The analyst's optimistic outlook is further supported by the comparison to the bank's average return on equity (ROE) forecast for fiscal years 2025 to 2027, which is 12%. This figure stands in contrast to the over 16% ROE target previously set by management, which was suspended in November. Poonawala's analysis suggests that the current stock price does not fully reflect the bank's potential for improved execution going forward.
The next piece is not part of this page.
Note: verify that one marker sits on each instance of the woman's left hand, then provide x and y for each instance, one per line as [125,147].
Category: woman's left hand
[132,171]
In other recent news, Toronto-Dominion Bank (TD Bank) has been the subject of various analyst adjustments. BMO Capital upgraded the bank's stock from Market Perform to Outperform, citing a potential 25% return for investors, while Jefferies upgraded its rating from Hold to Buy, naming TD Bank a top pick for 2025. Conversely, Scotiabank (TSX:BNS) downgraded TD Bank's stock from Sector Outperform to Sector Perform, and RBC Capital reduced its price target to $77.00.
These revisions follow TD Bank's recent earnings report, which showed a decrease in Q4 earnings per share to C$1.72, missing the consensus estimate of C$1.83. However, the bank exceeded revenue expectations, reporting C$15.51 billion, a 33% rise year-over-year, surpassing the projected C$12.71 billion.